Une approche hybride pourrait s’avérer plus réaliste qu’une séparation nette entre codecs fondés sur l’IA et codecs traditionnels. Les réseaux neuronaux peuvent améliorer certaines tâches tandis qu’une structure de codec classique continue de gérer le flux binaire, la synchronisation, la compatibilité et le processus de décodage de base. L’apprentissage automatique peut contribuer à la prédiction, au filtrage, à la restauration d’images, au contrôle du débit ou à l’analyse du contenu sans que chaque élément du codec devienne neuronal. Les processeurs modernes intègrent de plus en plus de composants dédiés aux tâches d’apprentissage automatique, ce qui rend ces combinaisons plus réalistes. Cette évolution progressive permet aux développeurs d’obtenir une partie des gains d’efficacité ou de qualité liés à l’IA tout en conservant davantage d’interopérabilité et de prévisibilité propres aux formats existants.

L’IA peut-elle remplacer les codecs traditionnels ?

Pour certaines applications particulières, la réponse commence déjà à être oui. Le codage d’images fondé sur l’apprentissage a atteint le stade de la normalisation internationale avec JPEG AI, tandis que les codecs audio neuronaux ont démontré des résultats impressionnants pour la parole à faible débit et l’audio général. Les services spécialisés qui contrôlent à la fois l’encodage et le décodage peuvent adopter un système neuronal sans attendre une prise en charge universelle par tous les appareils. La réponse devient toutefois différente lorsqu’on considère l’ensemble du marché. Le streaming vidéo, les médias web, la diffusion, le stockage local et l’informatique sans perte répondent à des exigences différentes. À l’heure actuelle, aucune méthode neuronale unique ne constitue un remplacement convaincant de tous les codecs conventionnels dans l’ensemble de ces domaines.

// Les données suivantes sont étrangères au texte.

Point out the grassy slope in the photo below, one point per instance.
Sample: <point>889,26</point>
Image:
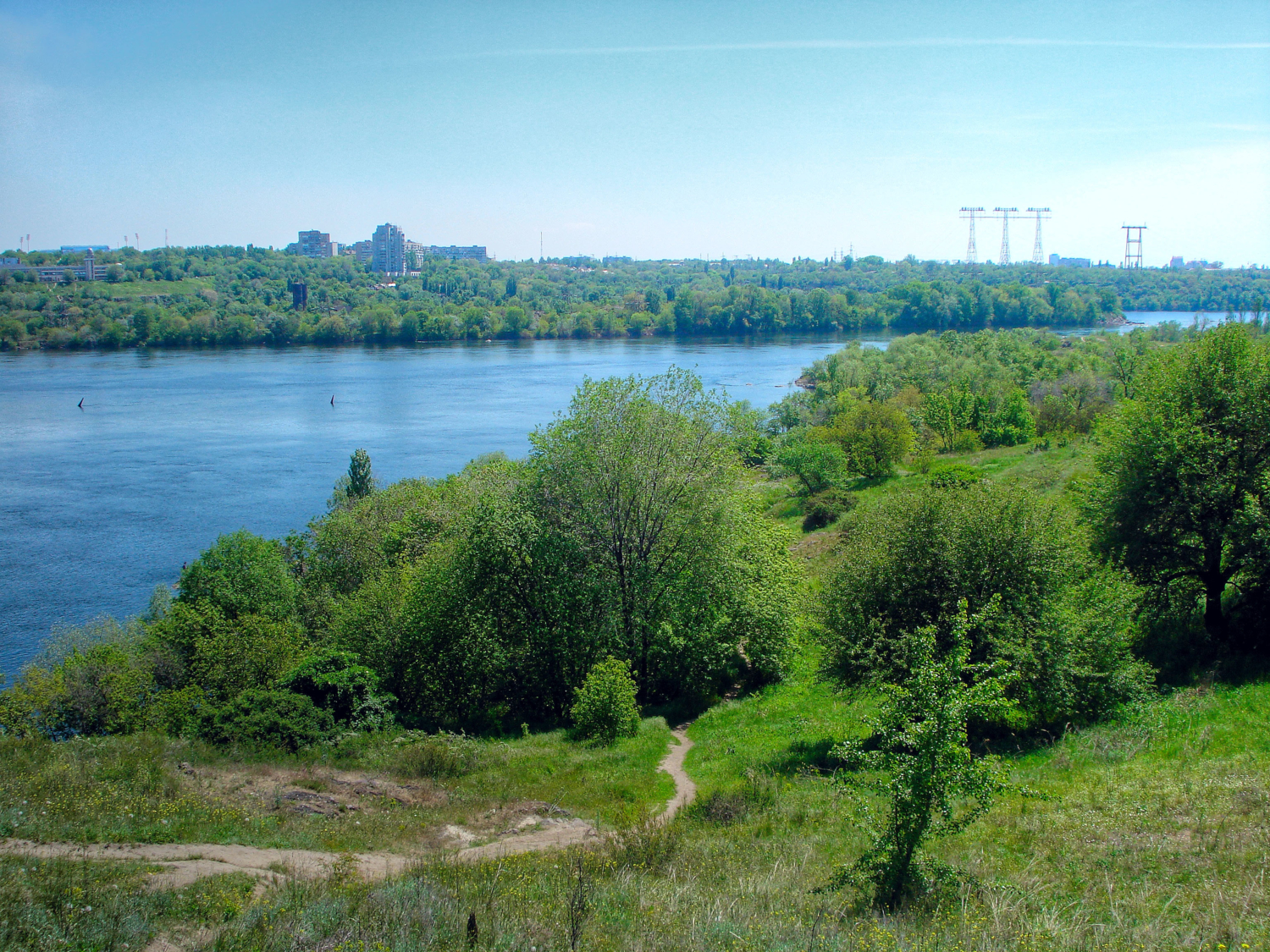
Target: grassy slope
<point>130,790</point>
<point>1153,834</point>
<point>1153,838</point>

L’évolution la plus probable concerne la définition même du codec. Les futurs codecs pourraient combiner des composants conventionnels, des composants neuronaux et des modèles entraînés pour certaines tâches de reconstruction, tandis que l’utilisateur ne verrait qu’un fichier ou un flux multimédia pris en charge. Dans d’autres cas, un codec entièrement appris pourrait utiliser un décodeur normalisé afin de garantir l’interopérabilité entre différentes applications. La frontière entre compression et traitement par IA pourrait devenir de plus en plus difficile à distinguer. Pour l’utilisateur, l’important n’est pas de savoir si un réseau neuronal fonctionne à l’intérieur du décodeur, mais si le résultat offre une qualité, une vitesse, une consommation énergétique, une efficacité de stockage et une fiabilité de lecture satisfaisantes.

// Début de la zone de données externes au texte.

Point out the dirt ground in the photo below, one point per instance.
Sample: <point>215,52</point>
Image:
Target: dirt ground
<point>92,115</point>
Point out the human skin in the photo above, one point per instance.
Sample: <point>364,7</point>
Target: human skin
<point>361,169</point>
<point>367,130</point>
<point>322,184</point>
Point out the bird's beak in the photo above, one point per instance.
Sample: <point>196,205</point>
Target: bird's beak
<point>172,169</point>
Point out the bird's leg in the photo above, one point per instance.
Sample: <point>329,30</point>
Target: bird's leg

En 2026, la compression neuronale doit donc être considérée comme une véritable nouvelle branche de la conception des codecs plutôt que comme une simple étiquette destinée à remplacer les technologies existantes. Elle a déjà donné naissance à une norme internationale pour l’image, à des systèmes audio fonctionnels et à des résultats de recherche capables de rivaliser avec certaines des meilleures méthodes conventionnelles. Dans le même temps, AV2, VVC et les compresseurs sans perte établis montrent pourquoi les techniques traditionnelles resteront pertinentes pendant de nombreuses années. Le choix d’un codec doit prendre en compte la compatibilité, le débit, la qualité visuelle ou sonore, le coût de calcul, la latence, les licences, le support à long terme et la nécessité éventuelle d’une reconstruction exacte. L’IA peut remplacer les codecs traditionnels lorsque ses avantages justifient ces compromis, mais l’avenir général de la compression reposera beaucoup plus probablement sur la coexistence et la combinaison de différentes approches que sur un remplacement complet.